FDA’s ZOSYN petition decision is in the same vein as the SANDOSTATIN petition response. In September 2005, FDA approved an NDA supplement for a new formulation of ZOSYN containing edetate disodium dihydrate (“EDTA”) and citric acid monohydrate, which reportedly function in the drug product as a chelator (a non-exception excipient) and a buffer, respectively. Several petitions were submitted to FDA requesting that the Agency: (1) determine that the formulation of ZOSYN originally approved by FDA was not discontinued for safety or efficacy reasons; and (2) accept ANDAs for generic versions of ZOSYN duplicating the discontinued formulations (i.e., without EDTA and citric acid). In granting these petitions, FDA stated:
The Agency may rely on § 314.99(b) (21 CFR 314.99(b)) to grant a waiver of the regulation requirement – that the ANDA and NDA formulations contain the same inactive ingredients in the same concentrations as the RLD, with limited exceptions for preservatives, buffers, and antioxidants – insofar as the statutory requirement regarding safety of inactive ingredients has been met. . . . FDA may approve ANDAs for piperacilin and tazobactam for injection duplicating the original Zosyn formulation. Such ANDAs would differ from the reformulated Zosyn with respect to the inactive ingredient EDTA, which is not a preservative, buffer, or antioxidant. Here, experience with Wyeth's original Zosyn formulation and FDA’s recent analysis has shown that the inactive ingredients in the ANDA for piperacilin and tazobaetam for injection duplicating the original Zosyn formulation are safe. . . . Because the original Zosyn formulation clearly meets the statutory safety standard with respect to inactive ingredients, the Agency may rely on § 314.99(b) to grant a waiver of the regulation requirement that the ANDA formulation contain the same inactive ingredients in the same concentration with the limited exceptions for preservatives, buffers, and antioxidants.

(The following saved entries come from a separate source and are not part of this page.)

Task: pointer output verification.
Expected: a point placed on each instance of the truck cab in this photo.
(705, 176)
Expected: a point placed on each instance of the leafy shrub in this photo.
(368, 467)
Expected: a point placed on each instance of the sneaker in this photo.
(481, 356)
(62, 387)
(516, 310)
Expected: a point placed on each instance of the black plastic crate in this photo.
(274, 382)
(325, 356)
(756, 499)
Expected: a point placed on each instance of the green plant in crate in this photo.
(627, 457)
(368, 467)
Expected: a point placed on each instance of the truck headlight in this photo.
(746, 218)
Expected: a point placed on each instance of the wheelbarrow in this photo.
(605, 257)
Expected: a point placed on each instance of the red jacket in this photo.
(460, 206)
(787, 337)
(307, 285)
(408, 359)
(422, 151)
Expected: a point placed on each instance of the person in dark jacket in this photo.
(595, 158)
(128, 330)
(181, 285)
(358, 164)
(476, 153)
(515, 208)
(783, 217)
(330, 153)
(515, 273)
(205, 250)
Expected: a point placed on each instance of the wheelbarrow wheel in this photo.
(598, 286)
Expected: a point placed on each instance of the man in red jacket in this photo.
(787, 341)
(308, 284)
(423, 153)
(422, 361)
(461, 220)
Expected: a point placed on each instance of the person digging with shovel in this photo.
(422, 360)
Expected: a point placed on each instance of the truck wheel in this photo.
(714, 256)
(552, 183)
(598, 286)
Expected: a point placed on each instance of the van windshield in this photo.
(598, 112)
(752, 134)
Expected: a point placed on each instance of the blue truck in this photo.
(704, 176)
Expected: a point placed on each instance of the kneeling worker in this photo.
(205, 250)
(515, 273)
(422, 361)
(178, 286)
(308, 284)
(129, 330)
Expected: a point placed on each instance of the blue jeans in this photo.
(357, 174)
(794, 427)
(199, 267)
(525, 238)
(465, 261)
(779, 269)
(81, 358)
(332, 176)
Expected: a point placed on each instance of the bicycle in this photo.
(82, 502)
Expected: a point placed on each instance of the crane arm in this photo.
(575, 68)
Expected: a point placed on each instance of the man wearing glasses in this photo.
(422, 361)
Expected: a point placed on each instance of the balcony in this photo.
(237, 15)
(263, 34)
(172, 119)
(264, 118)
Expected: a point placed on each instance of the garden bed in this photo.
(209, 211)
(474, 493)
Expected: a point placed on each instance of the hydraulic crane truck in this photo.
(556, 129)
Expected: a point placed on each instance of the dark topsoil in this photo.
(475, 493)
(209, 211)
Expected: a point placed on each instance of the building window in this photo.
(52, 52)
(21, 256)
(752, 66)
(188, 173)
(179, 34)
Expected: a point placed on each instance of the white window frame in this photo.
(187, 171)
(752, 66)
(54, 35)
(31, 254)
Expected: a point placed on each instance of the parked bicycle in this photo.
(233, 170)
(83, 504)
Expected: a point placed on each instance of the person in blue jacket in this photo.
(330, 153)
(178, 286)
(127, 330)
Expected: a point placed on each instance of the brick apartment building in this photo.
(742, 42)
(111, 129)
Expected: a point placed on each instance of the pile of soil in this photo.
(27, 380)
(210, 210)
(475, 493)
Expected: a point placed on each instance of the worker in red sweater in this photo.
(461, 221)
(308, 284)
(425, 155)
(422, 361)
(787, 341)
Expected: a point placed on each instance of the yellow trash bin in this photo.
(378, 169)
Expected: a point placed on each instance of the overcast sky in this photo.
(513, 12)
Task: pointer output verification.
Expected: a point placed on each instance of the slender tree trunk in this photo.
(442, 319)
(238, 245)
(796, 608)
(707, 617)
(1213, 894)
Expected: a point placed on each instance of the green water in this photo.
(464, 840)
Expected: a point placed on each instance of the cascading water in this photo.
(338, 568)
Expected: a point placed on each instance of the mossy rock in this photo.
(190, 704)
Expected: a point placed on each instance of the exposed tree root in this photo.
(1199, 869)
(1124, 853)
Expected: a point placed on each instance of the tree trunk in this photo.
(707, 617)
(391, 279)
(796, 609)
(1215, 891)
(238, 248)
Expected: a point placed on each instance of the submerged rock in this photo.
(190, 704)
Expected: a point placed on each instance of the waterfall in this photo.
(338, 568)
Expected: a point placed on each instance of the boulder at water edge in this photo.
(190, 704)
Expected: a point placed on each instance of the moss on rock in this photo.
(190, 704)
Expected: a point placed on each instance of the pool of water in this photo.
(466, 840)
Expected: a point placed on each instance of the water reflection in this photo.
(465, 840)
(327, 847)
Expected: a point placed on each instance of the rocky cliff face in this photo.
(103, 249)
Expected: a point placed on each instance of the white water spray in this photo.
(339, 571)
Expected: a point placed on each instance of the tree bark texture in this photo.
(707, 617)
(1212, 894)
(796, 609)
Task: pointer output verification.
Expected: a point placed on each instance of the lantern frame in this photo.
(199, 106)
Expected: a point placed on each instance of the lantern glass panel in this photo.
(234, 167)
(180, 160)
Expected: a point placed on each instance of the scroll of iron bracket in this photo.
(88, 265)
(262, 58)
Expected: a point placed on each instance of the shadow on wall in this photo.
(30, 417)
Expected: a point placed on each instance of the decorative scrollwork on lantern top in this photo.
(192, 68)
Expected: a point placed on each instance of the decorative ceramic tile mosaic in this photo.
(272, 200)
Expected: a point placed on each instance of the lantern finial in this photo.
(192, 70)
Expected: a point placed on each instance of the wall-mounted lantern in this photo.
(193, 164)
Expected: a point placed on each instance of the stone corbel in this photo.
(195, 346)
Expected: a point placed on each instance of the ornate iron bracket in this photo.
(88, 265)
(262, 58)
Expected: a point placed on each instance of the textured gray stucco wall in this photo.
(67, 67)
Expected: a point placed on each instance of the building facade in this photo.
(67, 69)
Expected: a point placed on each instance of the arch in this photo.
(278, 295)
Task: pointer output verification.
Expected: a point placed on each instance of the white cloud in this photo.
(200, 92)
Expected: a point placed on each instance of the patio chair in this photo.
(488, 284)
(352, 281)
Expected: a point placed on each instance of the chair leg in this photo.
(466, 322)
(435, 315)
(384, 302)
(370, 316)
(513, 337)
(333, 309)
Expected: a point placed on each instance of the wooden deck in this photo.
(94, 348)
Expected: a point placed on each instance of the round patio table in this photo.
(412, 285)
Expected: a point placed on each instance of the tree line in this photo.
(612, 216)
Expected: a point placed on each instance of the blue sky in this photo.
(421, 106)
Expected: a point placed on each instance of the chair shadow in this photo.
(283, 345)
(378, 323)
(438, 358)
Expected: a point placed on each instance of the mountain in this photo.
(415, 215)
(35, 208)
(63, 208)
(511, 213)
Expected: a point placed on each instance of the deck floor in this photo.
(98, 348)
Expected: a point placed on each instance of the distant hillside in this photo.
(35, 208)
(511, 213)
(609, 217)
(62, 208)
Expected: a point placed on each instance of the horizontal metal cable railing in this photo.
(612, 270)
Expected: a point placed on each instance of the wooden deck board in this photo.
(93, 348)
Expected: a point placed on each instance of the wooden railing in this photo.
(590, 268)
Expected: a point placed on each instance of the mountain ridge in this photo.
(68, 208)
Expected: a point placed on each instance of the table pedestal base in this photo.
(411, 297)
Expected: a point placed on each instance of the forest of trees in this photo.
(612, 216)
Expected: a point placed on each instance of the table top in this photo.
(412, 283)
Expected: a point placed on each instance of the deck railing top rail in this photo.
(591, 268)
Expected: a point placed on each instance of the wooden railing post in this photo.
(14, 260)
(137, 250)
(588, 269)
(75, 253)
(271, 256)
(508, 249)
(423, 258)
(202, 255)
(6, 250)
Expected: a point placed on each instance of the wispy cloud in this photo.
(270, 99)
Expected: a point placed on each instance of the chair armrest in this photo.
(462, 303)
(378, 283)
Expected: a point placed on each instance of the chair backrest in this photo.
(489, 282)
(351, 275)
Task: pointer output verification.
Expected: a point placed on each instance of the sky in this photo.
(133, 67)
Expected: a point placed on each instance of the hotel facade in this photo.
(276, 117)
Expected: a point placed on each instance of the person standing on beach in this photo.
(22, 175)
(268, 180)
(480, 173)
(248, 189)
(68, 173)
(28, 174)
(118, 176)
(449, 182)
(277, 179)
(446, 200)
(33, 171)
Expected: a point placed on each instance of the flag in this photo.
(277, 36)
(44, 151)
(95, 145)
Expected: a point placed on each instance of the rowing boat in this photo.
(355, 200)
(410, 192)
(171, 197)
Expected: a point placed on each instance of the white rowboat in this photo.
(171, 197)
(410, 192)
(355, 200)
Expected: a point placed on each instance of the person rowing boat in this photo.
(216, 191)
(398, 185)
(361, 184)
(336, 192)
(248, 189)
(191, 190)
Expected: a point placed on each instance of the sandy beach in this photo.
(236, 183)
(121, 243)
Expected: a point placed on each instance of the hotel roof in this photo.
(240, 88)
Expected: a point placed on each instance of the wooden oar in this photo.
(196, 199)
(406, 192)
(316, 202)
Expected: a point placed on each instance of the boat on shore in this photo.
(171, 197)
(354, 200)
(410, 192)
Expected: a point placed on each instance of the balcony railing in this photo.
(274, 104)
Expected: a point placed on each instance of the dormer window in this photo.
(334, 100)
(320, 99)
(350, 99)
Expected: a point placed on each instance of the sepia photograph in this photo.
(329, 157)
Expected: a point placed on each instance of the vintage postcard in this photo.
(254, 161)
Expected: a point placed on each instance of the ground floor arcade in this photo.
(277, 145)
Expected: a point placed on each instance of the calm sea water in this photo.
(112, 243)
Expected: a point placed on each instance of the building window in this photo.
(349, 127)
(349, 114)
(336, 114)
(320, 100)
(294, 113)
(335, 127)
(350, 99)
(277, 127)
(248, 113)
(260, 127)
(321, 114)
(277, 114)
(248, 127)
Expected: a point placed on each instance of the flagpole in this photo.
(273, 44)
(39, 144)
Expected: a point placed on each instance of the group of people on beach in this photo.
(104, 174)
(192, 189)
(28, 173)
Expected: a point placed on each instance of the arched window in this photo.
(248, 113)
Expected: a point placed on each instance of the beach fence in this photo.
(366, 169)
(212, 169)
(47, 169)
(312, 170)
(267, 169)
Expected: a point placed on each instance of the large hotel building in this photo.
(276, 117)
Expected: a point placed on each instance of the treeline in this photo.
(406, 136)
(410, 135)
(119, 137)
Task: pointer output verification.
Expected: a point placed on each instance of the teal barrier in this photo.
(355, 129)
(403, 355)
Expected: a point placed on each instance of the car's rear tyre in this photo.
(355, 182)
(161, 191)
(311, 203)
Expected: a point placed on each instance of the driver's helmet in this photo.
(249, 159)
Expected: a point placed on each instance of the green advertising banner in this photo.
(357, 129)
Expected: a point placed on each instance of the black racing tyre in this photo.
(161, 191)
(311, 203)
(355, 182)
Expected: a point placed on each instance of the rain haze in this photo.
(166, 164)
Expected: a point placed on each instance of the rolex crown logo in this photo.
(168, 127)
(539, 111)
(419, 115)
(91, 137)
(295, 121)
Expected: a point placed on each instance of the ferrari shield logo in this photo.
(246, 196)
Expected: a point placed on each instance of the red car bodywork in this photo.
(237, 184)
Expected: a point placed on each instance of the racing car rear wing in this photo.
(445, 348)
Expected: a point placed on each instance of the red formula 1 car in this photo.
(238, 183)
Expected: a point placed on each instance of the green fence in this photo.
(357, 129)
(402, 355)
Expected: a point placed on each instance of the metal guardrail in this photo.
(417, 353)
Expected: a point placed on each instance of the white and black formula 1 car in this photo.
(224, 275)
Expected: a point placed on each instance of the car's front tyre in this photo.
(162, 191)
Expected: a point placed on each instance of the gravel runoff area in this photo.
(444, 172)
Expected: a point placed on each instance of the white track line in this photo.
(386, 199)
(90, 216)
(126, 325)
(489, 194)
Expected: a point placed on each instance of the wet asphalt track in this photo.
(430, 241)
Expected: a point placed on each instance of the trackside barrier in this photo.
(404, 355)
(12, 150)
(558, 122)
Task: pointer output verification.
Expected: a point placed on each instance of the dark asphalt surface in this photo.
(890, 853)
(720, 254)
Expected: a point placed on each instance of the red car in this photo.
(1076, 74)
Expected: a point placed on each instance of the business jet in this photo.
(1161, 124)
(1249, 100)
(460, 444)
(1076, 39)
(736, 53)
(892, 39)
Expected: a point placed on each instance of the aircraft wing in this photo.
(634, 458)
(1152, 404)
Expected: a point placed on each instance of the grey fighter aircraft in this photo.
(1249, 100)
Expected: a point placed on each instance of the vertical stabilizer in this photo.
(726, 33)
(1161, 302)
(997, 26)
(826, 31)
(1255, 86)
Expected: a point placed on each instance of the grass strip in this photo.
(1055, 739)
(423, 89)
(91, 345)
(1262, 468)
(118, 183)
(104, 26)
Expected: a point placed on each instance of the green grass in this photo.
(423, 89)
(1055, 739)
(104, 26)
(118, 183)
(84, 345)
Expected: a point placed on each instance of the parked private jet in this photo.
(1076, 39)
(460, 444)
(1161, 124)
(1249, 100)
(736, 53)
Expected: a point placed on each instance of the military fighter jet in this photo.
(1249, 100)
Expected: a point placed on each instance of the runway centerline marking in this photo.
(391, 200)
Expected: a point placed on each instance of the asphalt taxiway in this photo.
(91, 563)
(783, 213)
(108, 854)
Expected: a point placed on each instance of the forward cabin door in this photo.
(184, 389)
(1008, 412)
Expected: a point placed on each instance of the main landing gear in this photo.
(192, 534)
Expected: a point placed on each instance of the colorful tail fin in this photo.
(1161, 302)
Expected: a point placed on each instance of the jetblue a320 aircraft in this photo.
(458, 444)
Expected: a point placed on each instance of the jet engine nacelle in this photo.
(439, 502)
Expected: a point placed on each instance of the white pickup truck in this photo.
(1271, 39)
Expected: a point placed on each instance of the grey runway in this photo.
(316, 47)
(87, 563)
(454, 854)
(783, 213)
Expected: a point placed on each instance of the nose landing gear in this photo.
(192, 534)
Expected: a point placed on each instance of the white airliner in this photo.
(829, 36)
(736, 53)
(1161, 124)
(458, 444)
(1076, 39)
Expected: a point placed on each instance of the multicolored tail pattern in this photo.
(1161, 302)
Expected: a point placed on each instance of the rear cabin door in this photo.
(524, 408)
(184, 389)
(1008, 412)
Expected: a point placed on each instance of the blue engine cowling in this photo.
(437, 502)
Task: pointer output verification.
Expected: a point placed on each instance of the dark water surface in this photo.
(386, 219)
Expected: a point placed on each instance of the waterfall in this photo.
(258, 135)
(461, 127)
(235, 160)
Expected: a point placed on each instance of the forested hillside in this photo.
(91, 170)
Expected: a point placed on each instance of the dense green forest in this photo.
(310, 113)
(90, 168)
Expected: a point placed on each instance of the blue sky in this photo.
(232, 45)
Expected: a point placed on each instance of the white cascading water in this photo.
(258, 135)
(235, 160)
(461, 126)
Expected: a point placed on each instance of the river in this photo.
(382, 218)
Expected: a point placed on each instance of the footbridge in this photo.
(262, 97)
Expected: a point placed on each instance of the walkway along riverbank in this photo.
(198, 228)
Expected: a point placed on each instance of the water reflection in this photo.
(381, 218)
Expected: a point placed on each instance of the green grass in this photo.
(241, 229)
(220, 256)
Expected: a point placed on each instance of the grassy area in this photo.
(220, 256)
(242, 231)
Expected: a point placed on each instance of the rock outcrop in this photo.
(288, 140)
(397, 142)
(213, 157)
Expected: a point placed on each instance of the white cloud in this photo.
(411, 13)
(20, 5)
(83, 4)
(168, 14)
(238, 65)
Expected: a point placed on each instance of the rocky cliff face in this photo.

It is also noteworthy that ZOSYN contains an old antibiotic drug and is subject to § 4 of the “QI Program Supplemental Funding Act of 2008” (the “QI Act”). The QI Act was enacted on October 8, 2008 and amended the FDC Act to add new § 505(v) – “Antibiotic Drugs Submitted Before November 21, 1997” – to create Hatch-Waxman benefits for old antibiotics. Under a transition provision included in the QI Act, NDA holders and patent owners can list patents in the Orange Book, and generic applicants can qualify for 180-day exclusivity. Shortly after the enactment of the QI Act, a patent was listed in the Orange Book covering ZOSYN. Those generic applicants who timely amended their pending ANDAs for generic ZOSYN to include a Paragraph IV Certification to that patent are eligible for shared 180-day exclusivity.